Greentrees Hospital was a hospital in Oakthorpe Park, Palmers Green, North London. Situated in Tottenhall Road, the hospital was built in 1902 as the Southgate Isolation Hospital, commissioned by Southgate Urban District Council.

==History==
The hospital hosted a meeting of the Infectious Hospitals Matrons’ Association on 20 October 1934, hosted by the hospital's matron, Beatrice M. West, who was also honorary secretary of the Association. The meeting was followed by a tour, "when the Cubicle Block for the very up-to-date treatment of Puerperal Fever, Erysipelas, etc., excited keen interest with its equipment of Ultra Violet and Infra Red Rays for the treatment of complicated fever cases." The Mayor of Southgate then welcomed the Association's members at a tea. Beatrice West had been voted into her role as honorary secretary on 24 June 1933. She left Southgate for Barnet Isolation Hospital, her appointment being announced in the British Journal of Nursing in January 1938.

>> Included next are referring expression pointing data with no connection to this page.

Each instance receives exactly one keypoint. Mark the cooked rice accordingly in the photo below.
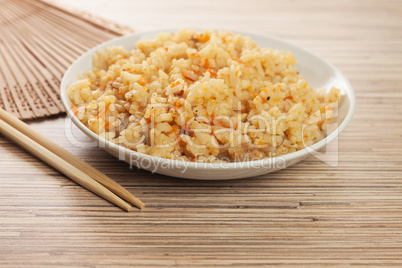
(205, 97)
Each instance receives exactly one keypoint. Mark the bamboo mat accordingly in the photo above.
(38, 41)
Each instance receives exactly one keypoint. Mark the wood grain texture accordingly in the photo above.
(310, 214)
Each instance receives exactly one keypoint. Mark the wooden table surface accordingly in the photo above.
(309, 214)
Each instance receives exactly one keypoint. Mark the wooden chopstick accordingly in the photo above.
(8, 121)
(61, 165)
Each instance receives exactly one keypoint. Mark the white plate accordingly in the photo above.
(318, 72)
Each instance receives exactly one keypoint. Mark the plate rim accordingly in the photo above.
(199, 165)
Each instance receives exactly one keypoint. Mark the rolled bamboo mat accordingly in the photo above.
(38, 41)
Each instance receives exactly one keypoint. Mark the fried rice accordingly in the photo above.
(206, 96)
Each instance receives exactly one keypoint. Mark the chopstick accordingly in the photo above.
(64, 161)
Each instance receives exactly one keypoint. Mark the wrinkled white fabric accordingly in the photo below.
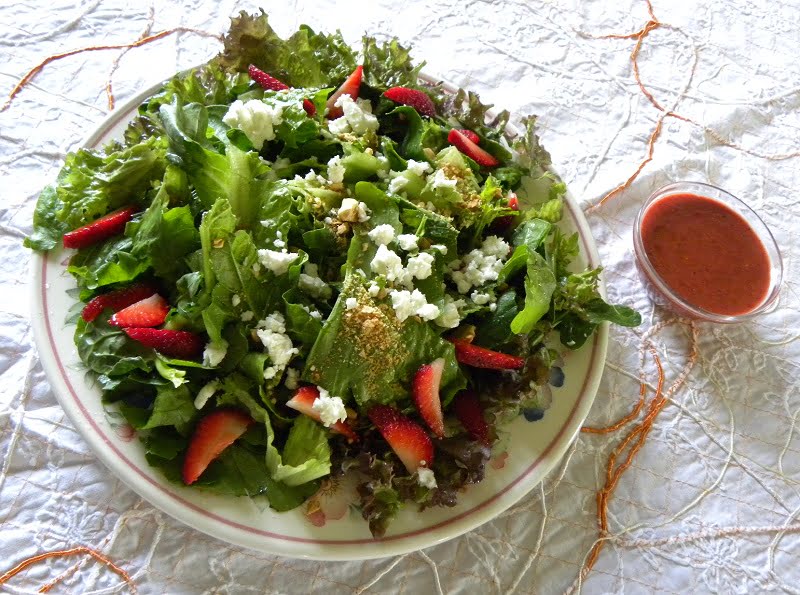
(710, 503)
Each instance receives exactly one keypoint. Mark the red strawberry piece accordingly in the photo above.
(408, 440)
(480, 357)
(180, 344)
(267, 81)
(270, 83)
(303, 401)
(419, 100)
(473, 136)
(349, 87)
(215, 432)
(111, 225)
(116, 300)
(471, 149)
(150, 311)
(469, 412)
(425, 391)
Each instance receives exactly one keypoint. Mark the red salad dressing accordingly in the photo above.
(706, 253)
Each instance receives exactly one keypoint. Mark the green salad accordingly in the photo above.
(302, 261)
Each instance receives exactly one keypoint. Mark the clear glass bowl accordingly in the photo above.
(663, 295)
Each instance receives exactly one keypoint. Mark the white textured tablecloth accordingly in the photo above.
(710, 503)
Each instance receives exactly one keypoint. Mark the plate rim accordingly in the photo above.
(162, 498)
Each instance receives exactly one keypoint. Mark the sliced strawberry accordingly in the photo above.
(150, 311)
(180, 344)
(102, 229)
(425, 391)
(471, 149)
(117, 300)
(469, 412)
(349, 87)
(473, 136)
(270, 83)
(480, 357)
(215, 432)
(267, 81)
(303, 401)
(414, 98)
(408, 440)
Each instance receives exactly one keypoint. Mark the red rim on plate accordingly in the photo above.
(168, 497)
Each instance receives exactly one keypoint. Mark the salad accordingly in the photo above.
(300, 261)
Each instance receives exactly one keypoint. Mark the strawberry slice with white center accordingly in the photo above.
(270, 83)
(350, 87)
(180, 344)
(106, 227)
(303, 401)
(413, 98)
(150, 311)
(213, 434)
(425, 391)
(480, 357)
(471, 149)
(408, 440)
(469, 412)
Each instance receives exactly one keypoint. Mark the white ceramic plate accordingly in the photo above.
(533, 449)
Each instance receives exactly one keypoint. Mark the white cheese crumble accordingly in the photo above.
(480, 265)
(330, 409)
(440, 180)
(272, 333)
(409, 303)
(255, 118)
(386, 262)
(418, 167)
(357, 117)
(353, 211)
(426, 478)
(205, 393)
(407, 241)
(292, 378)
(336, 170)
(382, 234)
(277, 262)
(420, 266)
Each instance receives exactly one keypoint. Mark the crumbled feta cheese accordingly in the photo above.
(255, 118)
(420, 266)
(440, 180)
(357, 117)
(292, 377)
(272, 333)
(214, 353)
(397, 183)
(336, 170)
(383, 234)
(353, 211)
(480, 265)
(205, 393)
(450, 318)
(408, 303)
(426, 478)
(418, 167)
(407, 241)
(277, 262)
(386, 262)
(330, 409)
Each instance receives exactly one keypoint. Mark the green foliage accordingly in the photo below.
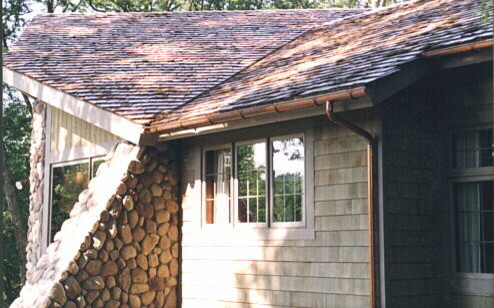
(17, 131)
(486, 11)
(68, 183)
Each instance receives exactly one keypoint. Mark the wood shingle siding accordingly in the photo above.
(68, 132)
(330, 270)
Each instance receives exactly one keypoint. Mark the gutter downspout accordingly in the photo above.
(370, 192)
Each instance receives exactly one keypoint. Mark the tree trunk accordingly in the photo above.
(15, 212)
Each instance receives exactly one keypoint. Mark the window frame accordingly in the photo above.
(458, 176)
(62, 157)
(287, 224)
(88, 160)
(262, 231)
(236, 223)
(203, 185)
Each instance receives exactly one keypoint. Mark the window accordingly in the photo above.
(67, 182)
(473, 201)
(473, 149)
(267, 187)
(475, 231)
(252, 182)
(288, 179)
(218, 185)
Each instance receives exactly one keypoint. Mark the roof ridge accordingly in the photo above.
(332, 9)
(161, 116)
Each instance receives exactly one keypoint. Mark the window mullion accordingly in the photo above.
(269, 180)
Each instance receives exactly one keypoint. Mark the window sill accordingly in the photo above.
(256, 234)
(486, 276)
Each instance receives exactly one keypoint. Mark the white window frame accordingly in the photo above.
(236, 222)
(203, 186)
(295, 224)
(458, 176)
(269, 230)
(58, 159)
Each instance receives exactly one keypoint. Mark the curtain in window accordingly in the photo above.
(222, 197)
(468, 202)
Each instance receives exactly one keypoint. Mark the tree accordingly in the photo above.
(16, 139)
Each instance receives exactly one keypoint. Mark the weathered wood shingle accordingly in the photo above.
(143, 64)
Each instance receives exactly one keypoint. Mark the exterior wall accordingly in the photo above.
(470, 96)
(411, 169)
(417, 126)
(120, 246)
(36, 188)
(69, 132)
(329, 270)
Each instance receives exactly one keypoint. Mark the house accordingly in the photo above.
(297, 158)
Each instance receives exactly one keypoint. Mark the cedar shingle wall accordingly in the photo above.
(471, 100)
(417, 124)
(329, 271)
(69, 132)
(411, 152)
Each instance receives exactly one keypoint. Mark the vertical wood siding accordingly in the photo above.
(69, 132)
(328, 271)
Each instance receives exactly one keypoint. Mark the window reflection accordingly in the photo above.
(67, 183)
(218, 175)
(288, 175)
(251, 168)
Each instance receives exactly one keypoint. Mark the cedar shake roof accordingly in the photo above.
(345, 54)
(157, 68)
(142, 64)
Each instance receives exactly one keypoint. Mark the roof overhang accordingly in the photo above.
(267, 118)
(109, 121)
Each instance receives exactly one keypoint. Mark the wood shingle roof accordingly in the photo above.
(156, 68)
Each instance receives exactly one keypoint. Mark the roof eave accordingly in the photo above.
(223, 121)
(104, 119)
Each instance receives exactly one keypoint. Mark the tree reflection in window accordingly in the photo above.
(288, 178)
(67, 183)
(96, 164)
(251, 168)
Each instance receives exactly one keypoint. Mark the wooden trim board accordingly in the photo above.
(117, 125)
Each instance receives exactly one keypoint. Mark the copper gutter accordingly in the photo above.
(460, 48)
(218, 118)
(370, 192)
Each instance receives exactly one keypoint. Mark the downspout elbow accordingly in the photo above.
(370, 188)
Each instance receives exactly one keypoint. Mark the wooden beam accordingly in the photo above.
(109, 121)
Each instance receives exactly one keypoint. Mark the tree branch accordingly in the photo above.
(15, 213)
(28, 103)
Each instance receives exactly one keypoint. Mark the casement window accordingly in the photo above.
(68, 180)
(473, 199)
(256, 183)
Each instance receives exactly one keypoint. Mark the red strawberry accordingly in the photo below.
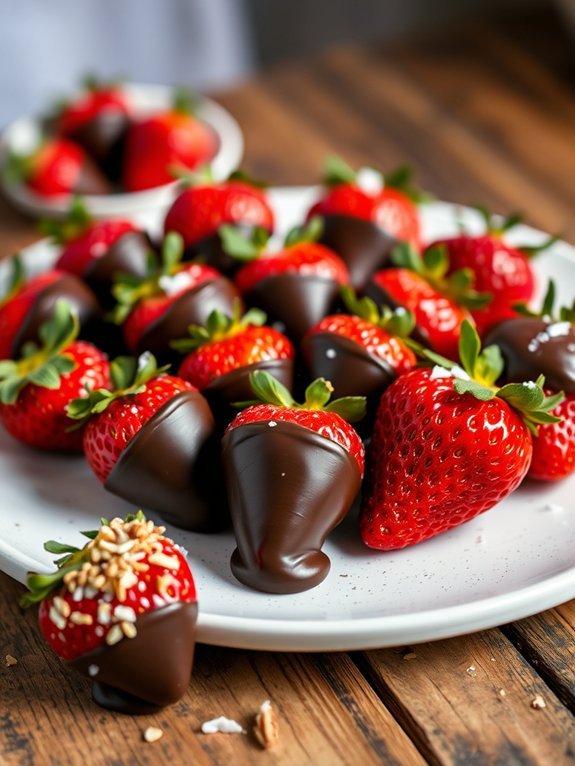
(149, 440)
(499, 268)
(274, 455)
(297, 285)
(199, 211)
(58, 167)
(448, 445)
(169, 140)
(438, 303)
(157, 309)
(362, 352)
(124, 599)
(35, 390)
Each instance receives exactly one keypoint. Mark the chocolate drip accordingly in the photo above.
(299, 301)
(172, 466)
(81, 299)
(288, 487)
(127, 255)
(235, 386)
(192, 307)
(141, 674)
(363, 245)
(530, 350)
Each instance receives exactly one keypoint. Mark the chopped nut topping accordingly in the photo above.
(266, 728)
(152, 734)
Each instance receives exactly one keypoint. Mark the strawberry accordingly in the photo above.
(201, 209)
(149, 440)
(158, 308)
(35, 390)
(275, 453)
(361, 352)
(366, 214)
(499, 268)
(296, 286)
(224, 352)
(171, 140)
(448, 445)
(56, 168)
(439, 303)
(116, 605)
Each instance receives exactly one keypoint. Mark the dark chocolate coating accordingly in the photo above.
(362, 245)
(172, 466)
(288, 487)
(127, 255)
(141, 674)
(298, 301)
(529, 351)
(192, 307)
(351, 369)
(235, 386)
(81, 299)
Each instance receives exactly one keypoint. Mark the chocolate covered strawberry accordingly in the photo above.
(148, 439)
(28, 303)
(202, 208)
(58, 167)
(36, 389)
(366, 214)
(122, 610)
(292, 472)
(158, 308)
(362, 352)
(298, 285)
(222, 354)
(171, 140)
(499, 268)
(447, 445)
(439, 303)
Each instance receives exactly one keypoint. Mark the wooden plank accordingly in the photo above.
(469, 700)
(328, 713)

In 1936, a new putting green and tennis courts were opened at the hospital, and plans were unveiled for new wards, bringing the hospital's capacity up to 200 beds, and a new nurses' home.

On the formation of the National Health Service in 1948 the name was changed to Greentrees Hospital and it was used as an annexe to the North Middlesex Hospital in Edmonton. This annexe was initially used for maternity services, then as a paediatric ear, nose, and throat hospital; a unit for chronically sick patients, and then a geriatric unit. During its time in this latter use, during 1973, the hospital had 73 beds for geriatric patients.

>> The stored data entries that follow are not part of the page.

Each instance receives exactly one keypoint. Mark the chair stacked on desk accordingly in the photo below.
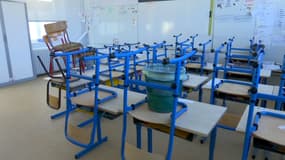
(234, 90)
(85, 137)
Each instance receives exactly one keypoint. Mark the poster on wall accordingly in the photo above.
(151, 0)
(234, 10)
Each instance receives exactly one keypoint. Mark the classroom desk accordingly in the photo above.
(105, 77)
(237, 90)
(264, 73)
(195, 83)
(270, 133)
(200, 119)
(113, 106)
(194, 66)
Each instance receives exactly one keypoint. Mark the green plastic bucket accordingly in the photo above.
(161, 100)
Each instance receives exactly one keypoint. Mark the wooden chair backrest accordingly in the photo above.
(57, 33)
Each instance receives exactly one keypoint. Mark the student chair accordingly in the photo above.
(57, 39)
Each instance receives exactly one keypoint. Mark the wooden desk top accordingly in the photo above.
(199, 119)
(133, 152)
(208, 66)
(236, 89)
(264, 73)
(242, 123)
(114, 106)
(195, 81)
(271, 129)
(115, 74)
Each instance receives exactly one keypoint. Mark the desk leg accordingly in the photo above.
(149, 140)
(200, 94)
(212, 143)
(139, 136)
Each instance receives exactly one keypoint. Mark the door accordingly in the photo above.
(4, 72)
(16, 26)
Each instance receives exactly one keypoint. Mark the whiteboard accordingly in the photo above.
(18, 39)
(158, 21)
(4, 73)
(113, 24)
(233, 18)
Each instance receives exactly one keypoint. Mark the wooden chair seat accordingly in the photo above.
(271, 129)
(134, 153)
(72, 46)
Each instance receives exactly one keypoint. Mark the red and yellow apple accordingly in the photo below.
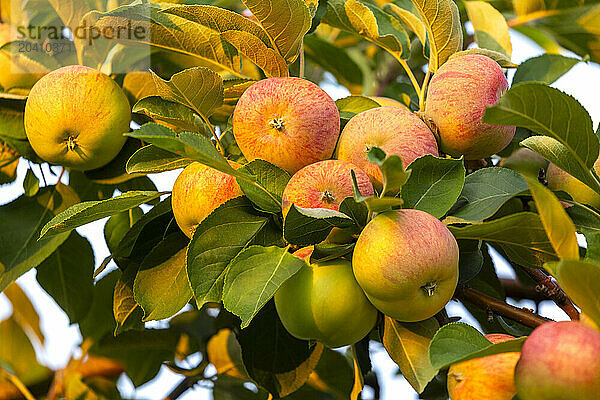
(322, 301)
(490, 378)
(559, 179)
(397, 131)
(290, 122)
(457, 97)
(324, 184)
(560, 361)
(76, 117)
(406, 261)
(198, 191)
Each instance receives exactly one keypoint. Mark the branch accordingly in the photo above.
(499, 307)
(549, 288)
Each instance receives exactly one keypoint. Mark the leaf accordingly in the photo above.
(556, 115)
(216, 241)
(458, 342)
(521, 235)
(89, 211)
(254, 276)
(272, 181)
(31, 184)
(434, 184)
(161, 286)
(369, 21)
(546, 68)
(198, 88)
(579, 280)
(491, 30)
(20, 223)
(288, 363)
(444, 29)
(502, 59)
(23, 311)
(559, 227)
(151, 159)
(307, 226)
(486, 190)
(408, 345)
(286, 23)
(67, 276)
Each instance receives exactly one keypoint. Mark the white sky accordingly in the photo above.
(583, 82)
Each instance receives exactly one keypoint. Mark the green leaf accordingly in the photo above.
(216, 241)
(67, 276)
(434, 184)
(287, 364)
(20, 223)
(285, 22)
(307, 226)
(458, 342)
(546, 68)
(408, 345)
(491, 30)
(444, 29)
(272, 181)
(568, 139)
(89, 211)
(161, 286)
(559, 227)
(392, 170)
(151, 159)
(521, 235)
(581, 281)
(254, 276)
(31, 184)
(486, 190)
(198, 88)
(369, 21)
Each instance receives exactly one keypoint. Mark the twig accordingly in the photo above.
(549, 288)
(491, 304)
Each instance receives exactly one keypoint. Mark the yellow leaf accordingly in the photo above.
(491, 30)
(444, 29)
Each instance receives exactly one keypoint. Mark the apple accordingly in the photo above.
(457, 97)
(395, 130)
(323, 302)
(14, 75)
(560, 360)
(490, 378)
(76, 116)
(406, 261)
(525, 161)
(324, 184)
(198, 191)
(558, 179)
(290, 122)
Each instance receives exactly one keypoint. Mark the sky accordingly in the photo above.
(583, 82)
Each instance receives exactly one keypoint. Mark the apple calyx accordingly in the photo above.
(429, 288)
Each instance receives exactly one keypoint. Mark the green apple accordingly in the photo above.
(406, 261)
(76, 117)
(322, 301)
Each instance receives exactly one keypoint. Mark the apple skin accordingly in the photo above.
(290, 122)
(490, 378)
(395, 130)
(406, 261)
(457, 98)
(322, 301)
(560, 361)
(198, 191)
(579, 191)
(76, 117)
(324, 184)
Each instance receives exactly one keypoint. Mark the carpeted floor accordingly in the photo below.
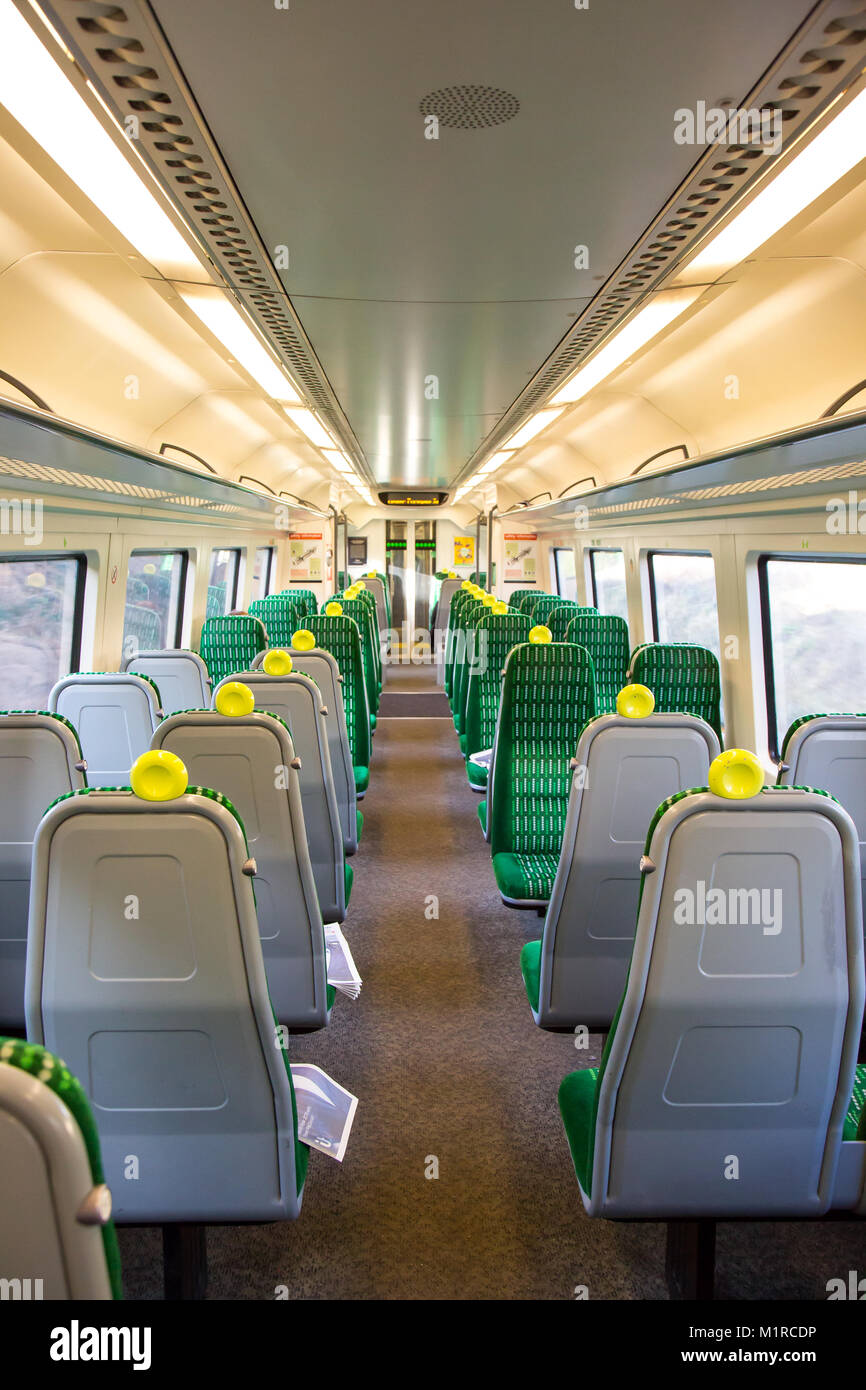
(448, 1065)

Greentrees was closed in 1988, and the building has since been demolished. However the name Greentrees was still in use as of July 2012, to refer to a 50-bed geriatric rehabilitation unit at St Ann's Hospital, but this unit was scheduled to close with the services being taken over by the Homerton University Hospital and the Whittington Hospital.

An archaeological investigation of the Greentrees site was carried out in 1990 by the Museum of London's Department of Greater London Archaeology. This involved the excavation of 12 trenches, and resulted in the recovery of worked flint, pottery and building materials, including an undated monument and ditch and several early medieval, medieval and post-medieval drains.